Defamation – don’t rush into suing

Someone has posted a defamatory statement about you in a WhatsApp group or a Facebook post. You feel understandably upset and want urgently to right the wrong. Be careful about rushing off to court, as our courts have been reluctant to award substantial damages unless the person defamed is a high-profile person.

Your attorney will call upon the person who defamed your good name and reputation to retract the publication with an immediate apology.

If they refuse to do so, you should think twice about going to court. Damages for defamation and an apology can only be resolved once a judge hears oral evidence. When you and your attorney prepare for trial, during the trial and long after that – regardless of the outcome – the anger will live like a monkey on your shoulder. Don’t forget about the potentially huge legal costs you may incur if the matter proceeds to court.

The requirements for defamation are: (a) the wrongful; and (b) intentional; (c) publication of; (d) a defamatory statement; and concerning the plaintiff,

Once you establish publication of the defamatory words, it is presumed that the statement was both wrongful and the publisher intended to defame you. To be discharged on a preponderance of probability, the Defendant bears the onus to negate or raise a defence.

In the case of Manyi v.

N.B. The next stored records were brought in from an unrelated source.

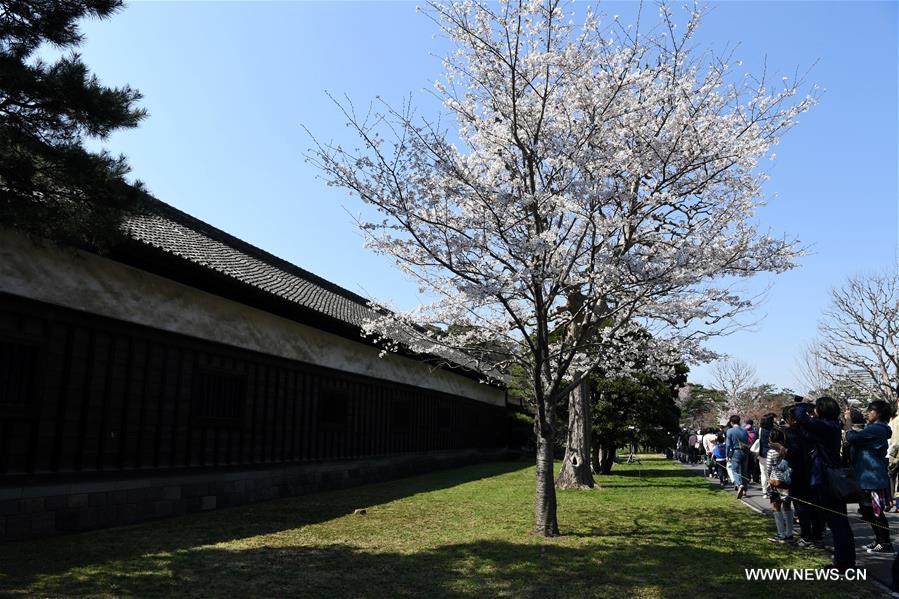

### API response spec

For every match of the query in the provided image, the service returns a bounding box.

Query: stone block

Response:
[22,497,44,514]
[30,512,56,537]
[68,493,88,508]
[153,501,172,518]
[115,503,137,524]
[0,499,21,516]
[55,510,78,532]
[181,483,208,497]
[134,501,156,522]
[4,515,28,541]
[78,507,100,530]
[106,491,127,505]
[44,495,69,511]
[125,489,147,503]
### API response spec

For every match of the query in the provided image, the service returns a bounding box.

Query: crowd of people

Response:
[673,396,899,578]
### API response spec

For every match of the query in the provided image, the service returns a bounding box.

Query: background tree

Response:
[0,0,145,248]
[712,358,760,420]
[677,384,724,430]
[308,0,813,535]
[816,272,899,403]
[591,365,688,474]
[795,341,839,398]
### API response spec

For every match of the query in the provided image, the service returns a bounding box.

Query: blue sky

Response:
[72,2,899,387]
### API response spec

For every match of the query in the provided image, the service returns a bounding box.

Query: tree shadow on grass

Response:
[0,461,530,596]
[3,539,859,599]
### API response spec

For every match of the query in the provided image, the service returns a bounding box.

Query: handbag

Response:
[815,443,864,503]
[824,466,863,503]
[749,439,762,456]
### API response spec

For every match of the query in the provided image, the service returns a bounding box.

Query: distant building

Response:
[0,202,506,539]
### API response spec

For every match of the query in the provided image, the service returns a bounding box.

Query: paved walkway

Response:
[677,462,899,589]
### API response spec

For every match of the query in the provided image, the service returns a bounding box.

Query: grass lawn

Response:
[0,457,880,599]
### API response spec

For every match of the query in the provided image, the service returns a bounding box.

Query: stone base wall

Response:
[0,449,508,541]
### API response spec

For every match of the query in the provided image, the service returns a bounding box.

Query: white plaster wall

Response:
[0,230,505,405]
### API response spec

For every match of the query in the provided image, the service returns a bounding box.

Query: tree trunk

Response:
[590,439,602,474]
[556,377,595,489]
[534,425,559,537]
[599,445,618,474]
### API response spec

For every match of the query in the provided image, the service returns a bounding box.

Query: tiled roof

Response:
[124,197,502,384]
[125,200,374,327]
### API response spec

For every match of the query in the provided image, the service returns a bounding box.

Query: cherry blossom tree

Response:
[814,272,899,403]
[307,0,814,536]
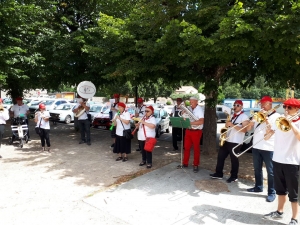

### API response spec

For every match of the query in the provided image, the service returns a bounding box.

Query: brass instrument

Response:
[178,102,202,129]
[219,111,230,146]
[275,112,300,132]
[232,103,286,157]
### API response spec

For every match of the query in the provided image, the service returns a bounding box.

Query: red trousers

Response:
[182,129,202,166]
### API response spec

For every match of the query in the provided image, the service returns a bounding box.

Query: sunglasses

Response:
[282,105,293,110]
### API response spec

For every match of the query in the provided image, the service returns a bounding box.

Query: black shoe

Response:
[193,166,199,173]
[226,177,237,183]
[247,187,263,192]
[209,173,223,180]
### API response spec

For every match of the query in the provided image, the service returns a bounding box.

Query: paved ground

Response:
[0,124,291,225]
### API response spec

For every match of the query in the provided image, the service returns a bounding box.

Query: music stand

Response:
[170,117,191,168]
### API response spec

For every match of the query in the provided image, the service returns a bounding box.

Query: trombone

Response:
[232,103,284,157]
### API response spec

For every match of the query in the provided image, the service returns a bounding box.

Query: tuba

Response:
[74,81,96,117]
[178,102,202,129]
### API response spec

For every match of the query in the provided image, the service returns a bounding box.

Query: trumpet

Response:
[109,110,120,131]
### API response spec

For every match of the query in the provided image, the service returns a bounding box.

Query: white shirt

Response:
[187,105,204,130]
[227,112,249,144]
[273,120,300,165]
[135,105,146,118]
[0,108,9,124]
[10,104,29,118]
[74,102,90,120]
[253,113,280,151]
[36,110,50,130]
[116,111,130,137]
[138,116,156,141]
[171,105,182,117]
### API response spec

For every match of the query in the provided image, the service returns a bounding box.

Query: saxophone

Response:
[219,111,230,146]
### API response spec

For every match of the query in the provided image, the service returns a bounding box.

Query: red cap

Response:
[233,100,243,105]
[39,103,46,109]
[260,95,273,103]
[118,102,126,109]
[283,98,300,108]
[146,105,154,112]
[137,98,144,103]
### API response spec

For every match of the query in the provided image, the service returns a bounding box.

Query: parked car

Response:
[49,103,76,123]
[89,104,109,121]
[92,108,111,130]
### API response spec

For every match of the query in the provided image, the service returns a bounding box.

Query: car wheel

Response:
[156,127,161,138]
[65,115,72,124]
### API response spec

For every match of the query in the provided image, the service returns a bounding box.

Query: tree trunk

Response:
[202,66,226,155]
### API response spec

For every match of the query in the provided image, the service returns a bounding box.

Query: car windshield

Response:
[90,105,103,112]
[56,104,72,110]
[44,100,54,105]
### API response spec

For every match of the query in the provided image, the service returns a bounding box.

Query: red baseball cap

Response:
[260,95,273,103]
[137,98,144,103]
[283,98,300,108]
[146,105,154,112]
[233,100,243,105]
[39,103,46,109]
[118,102,126,109]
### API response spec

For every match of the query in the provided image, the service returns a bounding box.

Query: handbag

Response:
[143,122,157,152]
[120,116,133,140]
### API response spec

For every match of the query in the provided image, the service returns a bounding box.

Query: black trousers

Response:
[78,119,91,142]
[139,141,152,165]
[172,127,185,150]
[40,128,51,147]
[216,141,242,178]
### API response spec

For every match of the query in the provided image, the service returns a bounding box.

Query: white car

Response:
[49,103,76,123]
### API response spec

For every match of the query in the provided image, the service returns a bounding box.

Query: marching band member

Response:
[247,96,280,202]
[135,98,146,151]
[0,98,9,158]
[113,102,131,162]
[109,94,120,148]
[263,98,300,225]
[10,97,30,143]
[170,98,185,151]
[210,100,249,183]
[179,97,204,173]
[34,104,51,152]
[73,95,91,145]
[136,105,156,169]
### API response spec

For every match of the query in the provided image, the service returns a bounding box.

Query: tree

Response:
[103,0,300,155]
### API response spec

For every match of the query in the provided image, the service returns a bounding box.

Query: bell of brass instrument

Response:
[178,102,201,129]
[275,112,300,132]
[219,111,230,146]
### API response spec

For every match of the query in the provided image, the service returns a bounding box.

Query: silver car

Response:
[49,103,76,123]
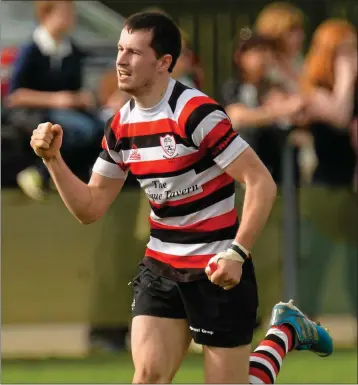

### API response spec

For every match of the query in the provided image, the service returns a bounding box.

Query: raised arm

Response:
[31,115,127,224]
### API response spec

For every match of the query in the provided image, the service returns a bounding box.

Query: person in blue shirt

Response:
[6,1,102,199]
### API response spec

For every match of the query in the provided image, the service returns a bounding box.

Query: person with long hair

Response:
[221,29,303,184]
[301,19,358,315]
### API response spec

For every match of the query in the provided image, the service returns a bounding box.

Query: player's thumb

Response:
[51,124,62,137]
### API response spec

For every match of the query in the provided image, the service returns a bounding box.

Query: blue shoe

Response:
[270,299,333,357]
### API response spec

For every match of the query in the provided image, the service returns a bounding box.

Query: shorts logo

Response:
[129,144,141,160]
[189,326,214,336]
[160,134,177,158]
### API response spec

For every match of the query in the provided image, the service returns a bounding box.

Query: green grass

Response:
[1,351,357,384]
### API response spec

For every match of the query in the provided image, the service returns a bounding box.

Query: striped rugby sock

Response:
[250,325,294,384]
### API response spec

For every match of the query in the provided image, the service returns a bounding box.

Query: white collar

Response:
[33,26,72,58]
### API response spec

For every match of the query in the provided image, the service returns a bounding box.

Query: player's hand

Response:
[30,122,63,160]
[205,249,243,290]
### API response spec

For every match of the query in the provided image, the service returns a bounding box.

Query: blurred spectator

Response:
[172,31,197,88]
[5,1,102,199]
[302,20,358,187]
[255,2,305,91]
[301,19,358,316]
[222,29,303,183]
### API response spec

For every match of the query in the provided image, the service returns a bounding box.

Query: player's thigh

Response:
[131,315,191,384]
[204,344,251,384]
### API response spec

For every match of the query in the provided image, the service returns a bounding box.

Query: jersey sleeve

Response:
[185,103,249,168]
[93,114,128,179]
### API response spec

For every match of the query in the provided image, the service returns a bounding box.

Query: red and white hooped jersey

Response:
[93,79,248,269]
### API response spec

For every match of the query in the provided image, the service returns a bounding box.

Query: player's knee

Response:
[133,366,171,384]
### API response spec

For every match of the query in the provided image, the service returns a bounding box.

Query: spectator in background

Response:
[255,2,316,183]
[6,1,102,199]
[255,2,305,91]
[172,31,197,88]
[301,19,358,316]
[222,29,303,183]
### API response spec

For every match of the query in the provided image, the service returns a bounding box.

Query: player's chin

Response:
[118,81,136,93]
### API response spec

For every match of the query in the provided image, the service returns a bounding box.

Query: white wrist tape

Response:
[232,241,250,256]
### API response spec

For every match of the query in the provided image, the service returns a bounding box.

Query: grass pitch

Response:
[1,350,357,384]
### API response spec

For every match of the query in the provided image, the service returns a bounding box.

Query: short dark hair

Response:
[124,12,182,72]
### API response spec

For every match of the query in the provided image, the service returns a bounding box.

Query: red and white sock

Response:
[250,325,294,384]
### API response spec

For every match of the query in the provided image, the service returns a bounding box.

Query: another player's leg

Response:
[131,315,191,384]
[131,265,191,384]
[204,344,251,384]
[250,300,333,384]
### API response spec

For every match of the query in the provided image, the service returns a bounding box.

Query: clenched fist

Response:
[30,122,63,160]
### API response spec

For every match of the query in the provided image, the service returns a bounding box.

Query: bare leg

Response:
[204,345,251,384]
[131,315,191,384]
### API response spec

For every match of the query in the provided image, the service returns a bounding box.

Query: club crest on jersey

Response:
[160,134,177,158]
[129,144,141,160]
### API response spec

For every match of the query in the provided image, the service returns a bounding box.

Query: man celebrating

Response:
[31,12,332,383]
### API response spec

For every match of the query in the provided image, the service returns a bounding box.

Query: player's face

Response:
[117,28,160,95]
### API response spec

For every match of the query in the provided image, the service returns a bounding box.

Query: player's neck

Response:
[133,76,170,108]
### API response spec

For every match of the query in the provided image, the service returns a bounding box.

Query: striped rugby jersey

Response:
[93,79,248,276]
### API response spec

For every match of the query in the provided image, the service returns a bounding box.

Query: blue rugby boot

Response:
[270,299,333,357]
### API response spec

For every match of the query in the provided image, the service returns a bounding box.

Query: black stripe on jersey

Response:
[151,182,235,218]
[121,132,191,150]
[250,361,275,384]
[133,154,216,180]
[150,219,238,244]
[99,150,116,164]
[168,81,190,113]
[104,115,117,150]
[208,128,239,158]
[185,103,225,148]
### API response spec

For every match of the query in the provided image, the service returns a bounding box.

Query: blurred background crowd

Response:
[1,0,358,378]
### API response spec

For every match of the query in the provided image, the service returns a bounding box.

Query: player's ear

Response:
[159,54,173,72]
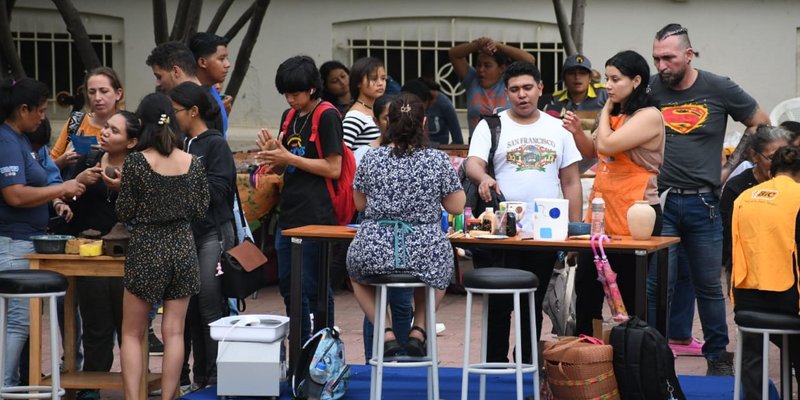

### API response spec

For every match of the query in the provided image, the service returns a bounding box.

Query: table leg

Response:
[311,240,332,335]
[633,250,647,321]
[287,238,303,378]
[62,276,77,373]
[28,260,42,386]
[656,248,669,337]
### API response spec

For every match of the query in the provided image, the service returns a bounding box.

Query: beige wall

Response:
[17,0,800,144]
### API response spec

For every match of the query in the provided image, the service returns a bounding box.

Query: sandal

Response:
[383,328,403,357]
[406,325,428,357]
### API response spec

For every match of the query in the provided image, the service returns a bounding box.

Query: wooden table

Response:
[281,225,680,373]
[26,254,161,399]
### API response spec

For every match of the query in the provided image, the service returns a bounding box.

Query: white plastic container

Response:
[533,199,569,241]
[208,314,289,343]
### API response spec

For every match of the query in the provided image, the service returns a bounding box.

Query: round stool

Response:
[0,269,67,400]
[461,268,539,400]
[364,274,439,400]
[733,311,800,399]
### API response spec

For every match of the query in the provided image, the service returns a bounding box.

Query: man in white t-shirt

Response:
[467,62,582,362]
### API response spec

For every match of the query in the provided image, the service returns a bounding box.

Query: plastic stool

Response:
[364,274,439,400]
[0,269,67,400]
[461,268,539,400]
[733,311,800,399]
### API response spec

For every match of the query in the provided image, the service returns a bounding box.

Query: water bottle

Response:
[310,360,328,385]
[591,193,606,236]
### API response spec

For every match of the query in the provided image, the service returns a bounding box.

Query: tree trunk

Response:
[153,0,169,46]
[225,0,270,99]
[570,0,586,53]
[225,2,256,41]
[0,0,25,79]
[53,0,102,71]
[206,0,233,34]
[553,0,578,56]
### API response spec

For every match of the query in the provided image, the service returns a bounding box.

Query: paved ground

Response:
[37,266,779,399]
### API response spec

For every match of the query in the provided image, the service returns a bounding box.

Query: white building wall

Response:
[12,0,800,142]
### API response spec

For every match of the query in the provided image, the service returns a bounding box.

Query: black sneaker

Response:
[147,329,164,356]
[706,350,734,376]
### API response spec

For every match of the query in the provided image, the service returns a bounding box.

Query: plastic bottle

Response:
[478,207,497,234]
[309,360,328,385]
[591,193,606,236]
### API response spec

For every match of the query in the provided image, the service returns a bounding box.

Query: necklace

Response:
[356,100,372,110]
[292,100,320,135]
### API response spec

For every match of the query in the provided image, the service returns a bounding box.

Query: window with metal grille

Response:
[12,32,116,99]
[348,39,565,110]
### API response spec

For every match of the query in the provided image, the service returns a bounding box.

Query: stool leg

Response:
[781,334,792,399]
[461,290,472,400]
[0,296,8,389]
[425,286,439,400]
[514,292,523,400]
[370,285,388,400]
[528,290,539,400]
[480,294,489,400]
[733,326,742,400]
[49,296,61,400]
[761,332,769,399]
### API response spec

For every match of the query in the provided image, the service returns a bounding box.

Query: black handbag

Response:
[217,188,267,312]
[458,114,505,216]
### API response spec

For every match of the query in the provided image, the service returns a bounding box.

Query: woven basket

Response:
[543,336,619,400]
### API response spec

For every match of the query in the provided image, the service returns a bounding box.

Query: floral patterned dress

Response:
[347,147,462,289]
[116,152,209,303]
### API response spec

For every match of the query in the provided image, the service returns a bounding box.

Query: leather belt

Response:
[669,186,714,194]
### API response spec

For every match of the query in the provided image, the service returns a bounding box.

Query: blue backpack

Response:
[292,328,350,400]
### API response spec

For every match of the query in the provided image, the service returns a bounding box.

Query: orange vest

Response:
[731,176,800,310]
[585,115,655,236]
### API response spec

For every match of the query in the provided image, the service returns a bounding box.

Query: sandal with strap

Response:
[406,325,428,357]
[383,328,403,357]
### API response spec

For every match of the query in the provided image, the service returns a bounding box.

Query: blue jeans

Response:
[0,236,33,386]
[364,288,414,362]
[669,244,695,340]
[275,227,334,343]
[647,193,728,360]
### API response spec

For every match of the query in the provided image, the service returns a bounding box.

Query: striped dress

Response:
[342,110,381,150]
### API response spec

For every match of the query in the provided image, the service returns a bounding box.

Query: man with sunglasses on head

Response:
[647,24,769,375]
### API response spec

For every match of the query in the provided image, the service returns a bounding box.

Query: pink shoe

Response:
[669,338,703,356]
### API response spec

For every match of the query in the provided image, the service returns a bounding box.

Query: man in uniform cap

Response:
[545,54,608,116]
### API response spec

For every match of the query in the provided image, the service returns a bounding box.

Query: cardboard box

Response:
[592,319,617,344]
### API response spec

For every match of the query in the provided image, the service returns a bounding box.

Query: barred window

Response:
[12,32,115,99]
[349,39,565,109]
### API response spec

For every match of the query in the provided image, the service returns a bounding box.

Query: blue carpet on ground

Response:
[181,365,779,400]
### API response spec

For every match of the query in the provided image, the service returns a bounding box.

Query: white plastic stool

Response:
[461,268,539,400]
[0,269,67,400]
[364,274,439,400]
[733,311,800,400]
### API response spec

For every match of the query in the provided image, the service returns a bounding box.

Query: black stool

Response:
[733,311,800,399]
[364,274,439,400]
[0,269,67,400]
[461,268,539,400]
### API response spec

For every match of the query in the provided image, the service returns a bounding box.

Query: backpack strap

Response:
[67,111,86,144]
[308,101,344,201]
[483,114,502,179]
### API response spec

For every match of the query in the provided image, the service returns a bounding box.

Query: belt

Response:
[378,219,414,269]
[669,186,714,194]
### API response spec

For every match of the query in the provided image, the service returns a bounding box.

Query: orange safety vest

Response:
[585,115,655,236]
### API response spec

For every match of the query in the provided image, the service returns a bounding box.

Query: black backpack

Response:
[610,317,686,400]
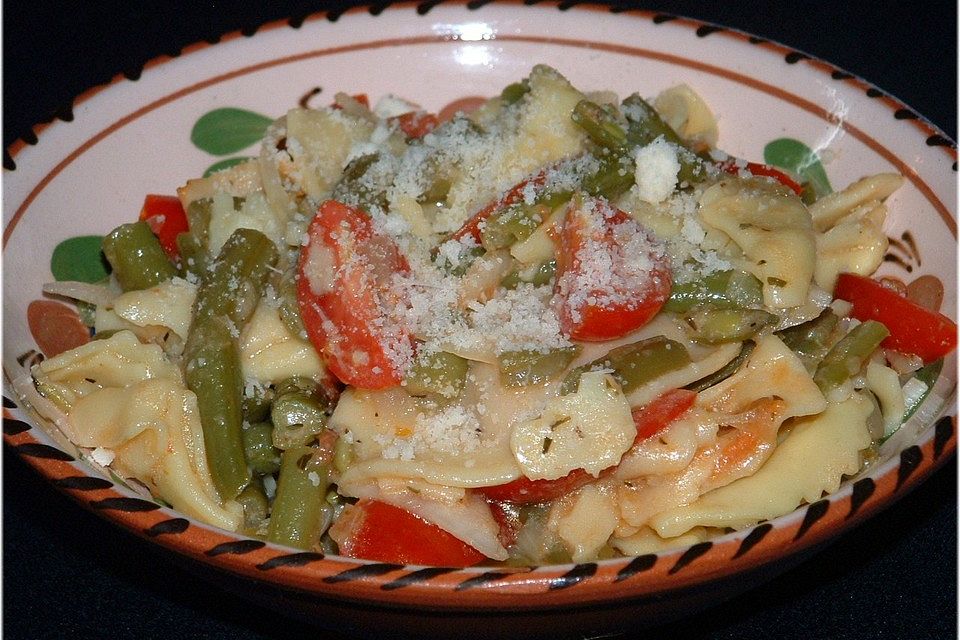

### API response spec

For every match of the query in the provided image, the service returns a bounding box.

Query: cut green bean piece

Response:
[570,100,627,149]
[500,79,530,105]
[622,94,707,184]
[243,384,275,424]
[779,309,840,362]
[270,384,328,450]
[103,222,178,291]
[813,320,890,395]
[278,270,306,336]
[194,229,280,331]
[267,447,330,549]
[333,153,389,211]
[560,336,690,395]
[237,478,270,535]
[663,270,763,313]
[581,153,636,200]
[888,358,943,428]
[177,231,210,278]
[684,341,756,393]
[684,307,780,344]
[183,317,250,500]
[186,198,213,249]
[243,422,280,475]
[500,260,557,289]
[404,351,469,398]
[480,191,572,251]
[497,345,582,387]
[439,246,487,277]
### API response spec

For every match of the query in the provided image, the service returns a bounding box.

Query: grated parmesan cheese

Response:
[634,136,680,204]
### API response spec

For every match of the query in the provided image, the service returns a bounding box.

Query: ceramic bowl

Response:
[3,3,957,634]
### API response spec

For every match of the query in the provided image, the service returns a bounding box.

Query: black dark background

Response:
[3,0,957,640]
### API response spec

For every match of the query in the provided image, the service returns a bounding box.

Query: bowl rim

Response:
[3,0,957,611]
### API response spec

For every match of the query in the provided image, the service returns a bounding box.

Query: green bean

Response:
[560,336,690,395]
[333,153,389,211]
[237,478,270,535]
[684,340,757,393]
[183,316,250,500]
[404,351,468,398]
[438,246,487,277]
[813,320,890,395]
[497,345,582,387]
[194,229,280,331]
[663,270,763,313]
[570,100,627,150]
[278,269,306,336]
[270,377,329,449]
[500,259,557,289]
[581,153,636,200]
[480,191,572,251]
[243,422,280,475]
[186,198,213,249]
[622,93,707,184]
[779,309,840,363]
[900,358,943,428]
[500,79,530,105]
[243,385,274,424]
[267,447,330,549]
[333,438,353,473]
[177,231,210,278]
[684,307,779,344]
[103,222,177,291]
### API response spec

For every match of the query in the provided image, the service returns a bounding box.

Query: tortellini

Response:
[700,178,816,309]
[653,84,719,148]
[814,200,890,291]
[33,331,242,530]
[111,278,197,340]
[510,372,637,480]
[650,394,873,537]
[239,300,325,384]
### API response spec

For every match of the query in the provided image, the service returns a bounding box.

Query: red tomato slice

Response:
[477,469,596,504]
[140,194,190,261]
[330,93,370,109]
[450,171,547,245]
[556,199,671,341]
[720,159,803,196]
[834,273,957,363]
[387,111,440,138]
[297,200,412,389]
[331,500,487,567]
[477,389,697,504]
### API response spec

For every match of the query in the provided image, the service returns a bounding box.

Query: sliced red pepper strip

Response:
[834,273,957,364]
[720,159,803,196]
[140,194,190,262]
[331,500,487,567]
[387,111,440,139]
[330,93,370,109]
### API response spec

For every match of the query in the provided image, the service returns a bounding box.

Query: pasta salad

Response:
[26,65,957,566]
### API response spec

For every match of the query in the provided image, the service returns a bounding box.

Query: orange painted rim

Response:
[3,0,957,611]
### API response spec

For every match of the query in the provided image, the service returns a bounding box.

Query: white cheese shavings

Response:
[375,405,481,461]
[634,136,680,204]
[90,447,117,467]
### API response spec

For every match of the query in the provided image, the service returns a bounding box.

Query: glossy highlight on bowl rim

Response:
[3,2,957,611]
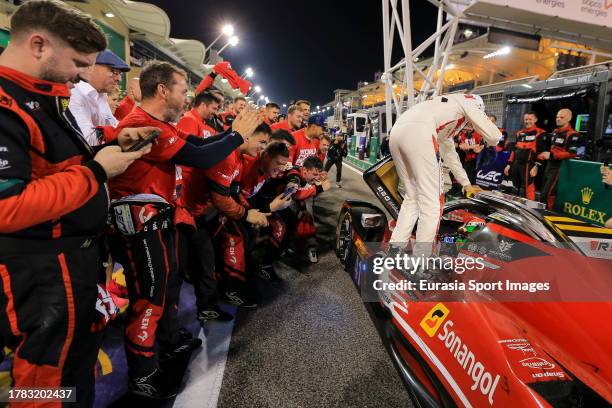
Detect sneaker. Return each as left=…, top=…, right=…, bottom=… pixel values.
left=307, top=247, right=319, bottom=263
left=223, top=291, right=257, bottom=308
left=197, top=305, right=234, bottom=323
left=128, top=369, right=177, bottom=400
left=158, top=329, right=202, bottom=363
left=257, top=265, right=283, bottom=283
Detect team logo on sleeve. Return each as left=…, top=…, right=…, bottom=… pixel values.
left=421, top=303, right=450, bottom=337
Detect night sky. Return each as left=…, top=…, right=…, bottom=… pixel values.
left=138, top=0, right=437, bottom=106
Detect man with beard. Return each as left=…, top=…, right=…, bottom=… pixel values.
left=264, top=102, right=280, bottom=126
left=115, top=78, right=142, bottom=120
left=111, top=61, right=259, bottom=399
left=0, top=0, right=154, bottom=407
left=270, top=105, right=304, bottom=132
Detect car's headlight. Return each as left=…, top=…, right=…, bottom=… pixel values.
left=361, top=214, right=383, bottom=228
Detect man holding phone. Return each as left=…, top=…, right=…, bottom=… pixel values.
left=111, top=61, right=259, bottom=398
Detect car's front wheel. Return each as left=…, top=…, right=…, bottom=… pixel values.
left=336, top=209, right=355, bottom=271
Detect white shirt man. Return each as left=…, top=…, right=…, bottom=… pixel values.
left=69, top=50, right=130, bottom=146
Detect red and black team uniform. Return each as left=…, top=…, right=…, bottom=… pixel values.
left=289, top=128, right=320, bottom=166
left=495, top=128, right=508, bottom=153
left=459, top=130, right=482, bottom=184
left=540, top=124, right=583, bottom=210
left=114, top=96, right=136, bottom=121
left=176, top=108, right=218, bottom=138
left=175, top=116, right=223, bottom=311
left=220, top=112, right=236, bottom=129
left=110, top=107, right=243, bottom=386
left=206, top=149, right=249, bottom=292
left=270, top=119, right=298, bottom=132
left=240, top=154, right=287, bottom=266
left=508, top=126, right=544, bottom=200
left=0, top=67, right=109, bottom=406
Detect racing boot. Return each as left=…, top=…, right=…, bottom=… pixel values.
left=306, top=247, right=319, bottom=264
left=257, top=265, right=283, bottom=284
left=223, top=290, right=257, bottom=309
left=197, top=305, right=234, bottom=323
left=159, top=329, right=202, bottom=363
left=128, top=368, right=178, bottom=400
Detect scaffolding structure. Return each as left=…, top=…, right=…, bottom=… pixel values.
left=381, top=0, right=462, bottom=132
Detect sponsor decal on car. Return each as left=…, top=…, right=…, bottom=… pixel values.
left=421, top=303, right=450, bottom=337
left=438, top=320, right=500, bottom=406
left=520, top=357, right=555, bottom=370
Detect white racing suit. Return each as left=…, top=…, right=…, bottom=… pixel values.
left=389, top=94, right=502, bottom=255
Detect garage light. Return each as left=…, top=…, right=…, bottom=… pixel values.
left=482, top=46, right=512, bottom=59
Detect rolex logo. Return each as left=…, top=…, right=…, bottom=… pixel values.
left=580, top=187, right=594, bottom=205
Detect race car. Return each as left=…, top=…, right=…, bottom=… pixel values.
left=335, top=157, right=612, bottom=407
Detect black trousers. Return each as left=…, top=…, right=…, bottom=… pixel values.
left=325, top=159, right=342, bottom=183
left=111, top=223, right=180, bottom=378
left=178, top=222, right=219, bottom=310
left=0, top=238, right=102, bottom=407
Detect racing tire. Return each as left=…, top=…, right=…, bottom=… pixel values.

Dhlamini, Dhlamini posted hugely defamatory statements about Manyi in a WhatsApp group conversation. Manyi sued for R5m damages out of the Gauteng High Court. He used an attorney and a senior advocate. The claims were R3 million for damages for defamatory statements and R2 million for threats to his life (you ought to be necklaced).

The court found for the Plaintiff: “Taking all the words referred to hereinabove, individually and or collectively, I do not doubt in my mind that they have the effect of impairing the plaintiff’s right to dignity and the right to have such dignity respected, in terms of s10 of the Bill of Rights of the Constitution”.

In determining quantum in respect of defamation, the Court must have regard to:

  • the seriousness of the defamation
  • the nature and extent of publication
  • the reputation, character and conduct of the Plaintiff
  • the motives and conduct of the Defendant

Although the judge found for the Plaintiff, he was not prepared to award more that R50,000 for the first claim and R5,000 for the second. He was not impressed that Plaintiff employed senior counsel, stating that in his view “the issues in this matter were not complex to warrant the services of senior counsel. Besides, the Plaintiff’s claimed amounts were highly inflated to bring the matter within the jurisdiction of this court. Besides, the total award falls within the jurisdiction of the Magistrates’ Court”. The judge ordered Defendant to pay the Plaintiff’s taxed and allowed costs at the magistrate party and party scale.

It is safe to assume that the legal costs of the attorney and the senior counsel substantially exceeded the amounts awarded by the court.

Instead of spending hundreds or even thousands of Rands in a quest for justice, it may make more sense to defuse the situation by working out an appropriate response to any backlash the defamatory statement may have caused.